Assignment 4: Conclusion

The goal of this project was accomplished. The goal of this project was to create a GitHub account and create repositories within that GitHub account to help scientists do reproducible research online without having much knowledge about platforms such as GitHub, Docker, etc.

To accomplish this goal two different repositories were created. The first repository created pushed a container containing RStudio to DockerHub. I was able to code the .yml file so that four different versions of RStudio were pushed to DockerHub. This was done because some old code can only be viewed on older versions of RStudio while some new code can only be seen on newer versions of DockerHub. The second repository created pushed a container containing three different versions of JuptyerLab to DockerHub for the same reasons stated above.

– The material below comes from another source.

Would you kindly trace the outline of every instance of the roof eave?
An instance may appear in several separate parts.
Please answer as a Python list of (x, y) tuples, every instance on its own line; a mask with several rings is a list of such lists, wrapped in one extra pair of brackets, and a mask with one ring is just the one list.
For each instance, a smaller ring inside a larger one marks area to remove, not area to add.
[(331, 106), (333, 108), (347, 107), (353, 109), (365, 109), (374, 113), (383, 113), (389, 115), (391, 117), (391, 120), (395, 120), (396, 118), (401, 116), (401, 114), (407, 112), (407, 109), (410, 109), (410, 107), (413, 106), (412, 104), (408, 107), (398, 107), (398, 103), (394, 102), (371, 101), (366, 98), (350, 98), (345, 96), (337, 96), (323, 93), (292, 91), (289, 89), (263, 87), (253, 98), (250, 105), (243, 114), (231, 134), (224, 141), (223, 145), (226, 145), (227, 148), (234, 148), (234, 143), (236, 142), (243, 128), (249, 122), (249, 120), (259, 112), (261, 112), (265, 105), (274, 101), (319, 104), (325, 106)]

Scientists who now want to launch containers can click on my profile, clone the repository, and launch the containers. These containers allow scientists to save, track, and share their work thus complying with reproducible science and aiding in the current crisis. It also enable scientists to be able to launch containers without having much knowledge or installing RStudio or JupyterLab on the host.

Assignment 5: Short Abstract

As the world shifts to using cloud computing technology its important data scientists begin to adopt techniques which enable reproducible results. The purpose of this project was to create living workflows often called 'continuous integration and continuous development' or CI/CD, using code version control systems, and containerized software. These tools all help data scientists in recording and sharing their research objects. Code repositories were created in GitHub which used continuous 'actions' which pushed pre-compiled software containers to a public container registry (the DockerHub) as well as a private registry. The containers included Linux operating systems and widely used research software languages R and Python as well as their graphic user interfaces (GUI) integrated development environments (IDE): RStudio and JupyterLab, respectively.